World Football may not be familiar with names like Pat Onstad, Dwayne De Rosario or David Beckham (sorry...couldn’t resist that one), but that doesn’t make their appearance in our All-Star game any less impressive.
Admittedly an All-Star game is not very football-like. You expect an All-Star game from Baseball, American Football, Hockey and Basketball, but football, or soccer if you prefer, is just not an "All-Star game" sort of sport.
I get that.
And, you know, I’d hate to see a Premiership All-Star game or a La Liga All-Star Game, but I can’t help getting excited about what the MLS does every year.

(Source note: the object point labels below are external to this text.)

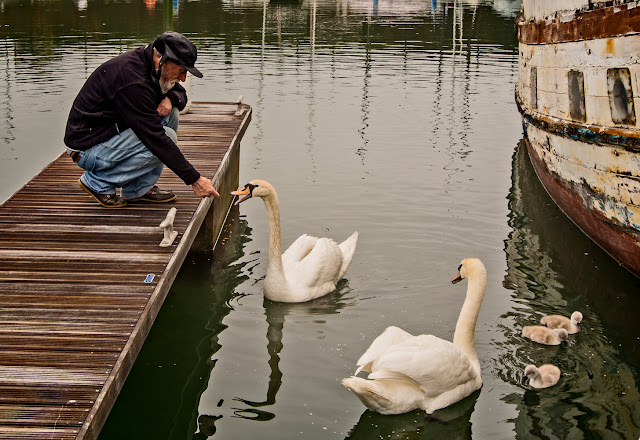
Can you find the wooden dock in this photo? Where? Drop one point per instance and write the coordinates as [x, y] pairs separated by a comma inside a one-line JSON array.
[[81, 285]]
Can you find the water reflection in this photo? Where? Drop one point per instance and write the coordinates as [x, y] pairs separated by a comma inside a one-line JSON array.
[[455, 424], [276, 314], [554, 268]]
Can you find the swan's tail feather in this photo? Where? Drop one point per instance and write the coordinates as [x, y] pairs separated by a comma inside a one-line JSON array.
[[348, 248], [367, 393]]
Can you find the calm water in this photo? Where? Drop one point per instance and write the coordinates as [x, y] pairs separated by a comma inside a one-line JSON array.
[[393, 118]]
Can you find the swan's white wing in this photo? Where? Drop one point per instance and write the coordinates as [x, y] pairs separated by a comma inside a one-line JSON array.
[[348, 248], [298, 249], [388, 338], [320, 265], [437, 365]]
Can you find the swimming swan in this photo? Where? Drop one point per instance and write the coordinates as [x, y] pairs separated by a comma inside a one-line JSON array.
[[544, 335], [543, 376], [311, 267], [572, 325], [424, 372]]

It has given North Americans a chance to see some great teams, like Chelsea and Celtic, who manage to make a competitive match of it even though they are in their pre-season warm-ups.
Some would say that the competetiveness of these matches reveals the lack of quality in the North American game, but it needs to be remembered that the MLS All-Stars have only played together as a team for two days of practice before they face their friendly rivals, which does mitigate their fitness advantage to some extent.
Regardless, the games are often very entertaining, and last night’s All-Star game at BMO Field, the home of Toronto FC, was another example.
The MLS All-Stars defeated Alan Curbishley’s West Ham United by a score of 3-2 in a game that was packed with almost everything a fan could want.
Dean Ashton opened the scoring with a cracking shot to beat MLS and New England Revolution goalkeeper Matt Ries. Then West Ham almost immediately conceded an equalizer when Colorado Rapids Midfielder Christian Gomez struck a near-carbon copy of Ashton’s goal at the other end.
Just before the half, the Chicago Fire's Cuauhtemoc Blanco, who had already made Gomez’s goal, struck the goal of the match from the edge of the box, curling the ball around the outstretched gloves of Robert Green.
Blanco was off at the beginning of the second half, and it took a while for the MLS All-Stars to get back to their attack, long enough for Dean Ashton to lace a shot at the net and watch it take a crazy ricochet off Kansas City Wizards defender Jimmy Conrad and past Reis for a Hammers equalizer.
The final drama was left for Toronto native and Houston Dynamo Dwayne De Rosario.
The attacking midfielder drew West Ham captain Lucas Neill into a somewhat rash challenge, took a dive and somehow got the penalty call from the ref.
There were no boos from the hometown fans, however, when he bashed the spot kick against the underside of the crossbar and the ball ping-ponged into the net for the game-winner.
Five goals, some beautiful and some ugly, a dive in the box, a penalty kick, some poor refereeing, some surprisingly effective footwork by David Beckham (LA Galaxy), and some excellent end-to-end football made the 2008 Pepsi/MLS All-Star game a match to remember for the legion of North America’s burgeoning football fans.
That is why the MLS All-Star game is something we should all care about.
It is exactly the sort of forum, odd though it may be, to kindle a love of club football in the psyches of all North Americans.
Every year, more and more fans enjoy the MLS. It may never be their favourite league, particularly when anyone can find a TV package to watch better football from across the sea, but as the MLS quality grows, its drawing power grows.
North American kids may just find themselves loving the team and pitch they grew up watching right in their backyard, and isn’t that what we North Americans are always told is the true heart of being a football fan? Supporting your local side? If that is so, the MLS All-Star game is a key component in our recipe to becoming true fans.
So it’s time that everyone in North America who cares about football picked a North American team to cheer for and got excited about our game.
The more we care, the more the MLS will improve. It will never match La Liga, Serie A, Bundesliga, Ligue 1 or the Premiership, but it could come damn close. And how cool would that be?